She had not gone far when her brother sprang up, hurried to the river, swam in it; went back to the sweat-house, striking his hair as he went with a stick to make it dry quickly. Then he ate, and said to his younger sister,—
“I am going away; I must leave you; you will cry, I think, because I am going.”
He put on rich clothes, then tied a string of nice beads to a staff, and fastened the staff in one corner of the house corners.
“If I die,” said he, “those beads will fall to the ground; do not touch them while they are hanging, and say to our sister not to touch them. When she comes, do not say that I have gone; if she knows herself, you must not show her the way that I have taken.”
Then he turned to each thing in the house and said, “You, my poking-stick, must not tell my sister how I have gone, nor you, my baskets, nor you, my fire, nor you, my basket of water, nor my roots; not one of you must tell her.” And he told everything except the acorn flour; he forgot to tell the acorn flour.

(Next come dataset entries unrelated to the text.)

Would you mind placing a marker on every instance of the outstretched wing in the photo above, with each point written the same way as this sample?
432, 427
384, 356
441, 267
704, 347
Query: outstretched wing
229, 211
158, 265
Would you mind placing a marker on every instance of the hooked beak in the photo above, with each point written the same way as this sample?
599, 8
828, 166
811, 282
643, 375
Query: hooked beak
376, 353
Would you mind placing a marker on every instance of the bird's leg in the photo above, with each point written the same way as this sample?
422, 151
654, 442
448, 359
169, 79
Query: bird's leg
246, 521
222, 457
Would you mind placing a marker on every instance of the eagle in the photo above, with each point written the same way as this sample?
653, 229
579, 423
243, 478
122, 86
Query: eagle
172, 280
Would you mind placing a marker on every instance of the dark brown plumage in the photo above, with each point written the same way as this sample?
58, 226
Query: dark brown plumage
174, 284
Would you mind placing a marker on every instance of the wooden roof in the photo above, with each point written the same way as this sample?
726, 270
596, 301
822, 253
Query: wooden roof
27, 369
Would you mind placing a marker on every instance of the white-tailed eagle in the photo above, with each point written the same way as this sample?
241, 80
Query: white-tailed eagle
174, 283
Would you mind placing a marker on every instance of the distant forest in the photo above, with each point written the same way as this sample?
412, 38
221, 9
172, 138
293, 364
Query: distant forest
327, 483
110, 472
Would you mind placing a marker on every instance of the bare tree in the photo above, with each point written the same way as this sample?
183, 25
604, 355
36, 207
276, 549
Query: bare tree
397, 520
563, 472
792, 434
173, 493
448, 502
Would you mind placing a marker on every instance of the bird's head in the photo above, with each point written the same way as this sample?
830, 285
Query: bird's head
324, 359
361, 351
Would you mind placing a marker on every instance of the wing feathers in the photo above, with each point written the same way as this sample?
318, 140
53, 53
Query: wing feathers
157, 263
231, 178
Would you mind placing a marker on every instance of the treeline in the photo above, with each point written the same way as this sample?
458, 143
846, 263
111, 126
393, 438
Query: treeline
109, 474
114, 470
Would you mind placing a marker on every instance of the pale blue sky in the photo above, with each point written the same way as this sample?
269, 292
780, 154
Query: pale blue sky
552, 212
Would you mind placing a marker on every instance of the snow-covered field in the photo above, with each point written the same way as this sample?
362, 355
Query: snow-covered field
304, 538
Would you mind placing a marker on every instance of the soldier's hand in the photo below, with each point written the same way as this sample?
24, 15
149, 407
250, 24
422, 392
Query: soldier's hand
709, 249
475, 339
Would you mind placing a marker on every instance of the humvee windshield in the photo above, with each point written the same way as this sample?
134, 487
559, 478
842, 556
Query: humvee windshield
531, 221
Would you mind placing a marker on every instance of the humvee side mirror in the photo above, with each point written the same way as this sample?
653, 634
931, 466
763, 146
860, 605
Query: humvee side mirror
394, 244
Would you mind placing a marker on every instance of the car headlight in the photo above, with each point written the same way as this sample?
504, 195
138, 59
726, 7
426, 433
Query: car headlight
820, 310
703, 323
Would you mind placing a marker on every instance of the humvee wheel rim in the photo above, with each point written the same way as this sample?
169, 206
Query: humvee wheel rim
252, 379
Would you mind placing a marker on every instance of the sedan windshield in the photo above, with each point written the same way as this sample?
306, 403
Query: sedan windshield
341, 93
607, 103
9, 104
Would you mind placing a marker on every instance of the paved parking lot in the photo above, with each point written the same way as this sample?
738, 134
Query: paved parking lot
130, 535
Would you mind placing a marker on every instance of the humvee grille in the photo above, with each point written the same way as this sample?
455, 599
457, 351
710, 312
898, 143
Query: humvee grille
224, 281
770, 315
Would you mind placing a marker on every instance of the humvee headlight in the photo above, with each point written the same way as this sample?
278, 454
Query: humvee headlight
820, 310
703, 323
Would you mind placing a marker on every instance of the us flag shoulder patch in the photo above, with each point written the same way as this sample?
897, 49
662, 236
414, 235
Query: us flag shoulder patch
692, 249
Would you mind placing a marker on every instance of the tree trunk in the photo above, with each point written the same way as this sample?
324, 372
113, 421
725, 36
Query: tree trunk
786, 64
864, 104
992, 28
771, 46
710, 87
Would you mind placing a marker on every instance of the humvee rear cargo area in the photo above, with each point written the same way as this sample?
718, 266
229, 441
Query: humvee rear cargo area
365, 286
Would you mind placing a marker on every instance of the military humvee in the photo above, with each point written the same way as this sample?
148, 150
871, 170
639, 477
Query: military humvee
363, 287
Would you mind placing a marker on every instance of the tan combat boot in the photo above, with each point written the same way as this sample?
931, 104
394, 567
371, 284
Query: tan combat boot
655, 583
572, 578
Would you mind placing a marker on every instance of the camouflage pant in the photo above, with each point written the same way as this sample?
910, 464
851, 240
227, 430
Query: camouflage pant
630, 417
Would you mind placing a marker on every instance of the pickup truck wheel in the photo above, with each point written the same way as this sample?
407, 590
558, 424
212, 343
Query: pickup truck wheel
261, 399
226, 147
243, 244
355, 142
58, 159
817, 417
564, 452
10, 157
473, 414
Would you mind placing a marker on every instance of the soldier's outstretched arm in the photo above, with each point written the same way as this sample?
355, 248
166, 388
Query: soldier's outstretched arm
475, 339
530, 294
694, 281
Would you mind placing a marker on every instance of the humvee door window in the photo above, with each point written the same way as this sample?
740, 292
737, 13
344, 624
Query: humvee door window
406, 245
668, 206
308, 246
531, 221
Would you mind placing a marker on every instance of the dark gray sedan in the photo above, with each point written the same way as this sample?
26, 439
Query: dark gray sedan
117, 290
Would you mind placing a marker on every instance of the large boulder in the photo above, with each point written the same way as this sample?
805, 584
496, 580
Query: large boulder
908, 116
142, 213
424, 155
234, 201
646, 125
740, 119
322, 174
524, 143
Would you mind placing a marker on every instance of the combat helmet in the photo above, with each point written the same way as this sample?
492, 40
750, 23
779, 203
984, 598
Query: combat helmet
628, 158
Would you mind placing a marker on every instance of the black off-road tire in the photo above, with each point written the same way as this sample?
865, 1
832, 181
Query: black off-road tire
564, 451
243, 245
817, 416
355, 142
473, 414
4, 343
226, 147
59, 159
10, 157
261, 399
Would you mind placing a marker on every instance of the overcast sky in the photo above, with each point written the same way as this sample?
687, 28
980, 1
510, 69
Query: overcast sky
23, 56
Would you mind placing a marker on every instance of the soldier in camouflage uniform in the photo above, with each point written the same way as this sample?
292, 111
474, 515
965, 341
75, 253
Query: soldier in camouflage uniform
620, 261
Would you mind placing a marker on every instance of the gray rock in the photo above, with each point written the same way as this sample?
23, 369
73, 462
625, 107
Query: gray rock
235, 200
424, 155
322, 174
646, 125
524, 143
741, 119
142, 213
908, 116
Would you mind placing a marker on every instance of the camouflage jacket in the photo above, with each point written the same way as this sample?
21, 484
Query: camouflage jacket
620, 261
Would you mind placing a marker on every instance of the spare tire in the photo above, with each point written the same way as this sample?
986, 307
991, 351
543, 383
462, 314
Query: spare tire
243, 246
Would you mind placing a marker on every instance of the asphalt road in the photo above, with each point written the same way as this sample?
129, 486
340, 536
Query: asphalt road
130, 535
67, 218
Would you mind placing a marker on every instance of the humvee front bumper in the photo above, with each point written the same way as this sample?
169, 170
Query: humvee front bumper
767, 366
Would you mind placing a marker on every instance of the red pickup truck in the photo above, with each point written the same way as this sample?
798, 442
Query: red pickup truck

“Now I go,” said he; and pushing up the central post of the house, he went in to the ground, and the post settled back after him. He went under ground until he reached a spring of water. From the spring he turned back and went west, then back; went north, then back; went south, then back to the spring. Next he went in circles around his house to mislead his sister, so that she might not track him. At last he went west two or three miles; then he rose to the top of the ground, and went off on a trail.
When she went to the mountain flat on the second morning, Titildi Marimi stood a while thinking. She knew that her brother was out of bed, that he was very angry. “My brother will go away to-day,” thought she. “I must be home again soon.”
She threw down her stick and basket quickly and hurried home. She saw that her brother was not in the house, that her sister was crying.
“Where is my brother,” asked she; “tell me, my sister.”
The sister would not speak, gave no answer; held down her head and cried bitterly.